Siehe mein erster Absatz.
Ergänzend: Die Kollektivstrafe wurde (auf Bewährung) ausgesetzt, korrekt. Dann gab es weiter Beleidigungen gegen Hopp (welche in dem Moment ja kaum als Protest gegolten haben können) und am Ende sah man sich gezwungen zu bescheiden, dass die Bewährungsauflagen verletzt wurden. Finde ich auch kacke, ganze Blöcke zu sperren. Aber was hättest du gemacht?
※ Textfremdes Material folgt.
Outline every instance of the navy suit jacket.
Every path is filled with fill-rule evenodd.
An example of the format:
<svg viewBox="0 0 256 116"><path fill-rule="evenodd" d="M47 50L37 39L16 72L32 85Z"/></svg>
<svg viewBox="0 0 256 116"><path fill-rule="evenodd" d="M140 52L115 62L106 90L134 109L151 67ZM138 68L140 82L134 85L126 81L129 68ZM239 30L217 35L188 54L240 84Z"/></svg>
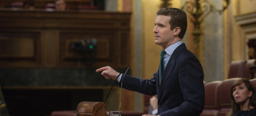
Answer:
<svg viewBox="0 0 256 116"><path fill-rule="evenodd" d="M172 54L160 84L158 71L149 80L127 75L121 80L126 89L149 95L157 94L158 114L190 116L199 116L204 109L203 79L200 62L182 44Z"/></svg>

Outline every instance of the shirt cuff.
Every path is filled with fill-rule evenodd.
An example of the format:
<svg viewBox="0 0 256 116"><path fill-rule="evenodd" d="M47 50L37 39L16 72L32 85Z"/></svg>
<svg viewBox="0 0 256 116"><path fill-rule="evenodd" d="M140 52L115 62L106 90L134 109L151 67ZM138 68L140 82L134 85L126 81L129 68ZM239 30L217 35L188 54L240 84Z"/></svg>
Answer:
<svg viewBox="0 0 256 116"><path fill-rule="evenodd" d="M122 78L122 76L123 76L123 74L120 74L120 75L119 76L119 77L118 77L118 79L117 80L117 81L118 81L118 82L120 82L120 80L121 80L121 78Z"/></svg>
<svg viewBox="0 0 256 116"><path fill-rule="evenodd" d="M157 114L157 109L156 110L154 110L152 111L152 114L156 115Z"/></svg>

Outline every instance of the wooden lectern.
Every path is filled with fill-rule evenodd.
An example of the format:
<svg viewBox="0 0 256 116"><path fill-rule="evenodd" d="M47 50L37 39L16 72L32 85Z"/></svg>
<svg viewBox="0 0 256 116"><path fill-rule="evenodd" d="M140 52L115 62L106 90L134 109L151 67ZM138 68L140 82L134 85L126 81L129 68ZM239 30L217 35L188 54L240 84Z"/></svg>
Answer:
<svg viewBox="0 0 256 116"><path fill-rule="evenodd" d="M82 102L77 106L77 116L107 116L106 104L102 102Z"/></svg>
Und ja, gute Arbeit gegen Diskriminierung ist ja auch toll! Das freut mich und erkenne ich auch an, wirklich. Aber warum schaffen es diese guten Seelen dann nicht auch auf anderer Ebene sich von Gewalt zu distanzieren und das toxische Klima im Stadion zu bekämpfen? Ist es nicht offensichtlich, dass hier mit zweierlei Maß gemessen wird? Milliardäre, Kapitalisten, Funktionäre, Schiedsrichter, Politiker - es gibt einen bestimmten Pool von Individuen, die quasi zum Abschuss freigegeben sind (vgl. Fadenkreuz-Banner), wenn sie sich eben nicht so verhalten, wie es von den "selbsternannten Besitzern des Fußballs" gewünscht ist. Warum setzen sie ihre Drohung nicht einfach mal konsequenter in die Tat um und bleiben einfach weg? Keine Stimmung mehr? Das zeigt doch offensichtlich viel mehr Wirkung, als völlig blödsinnige Plakate.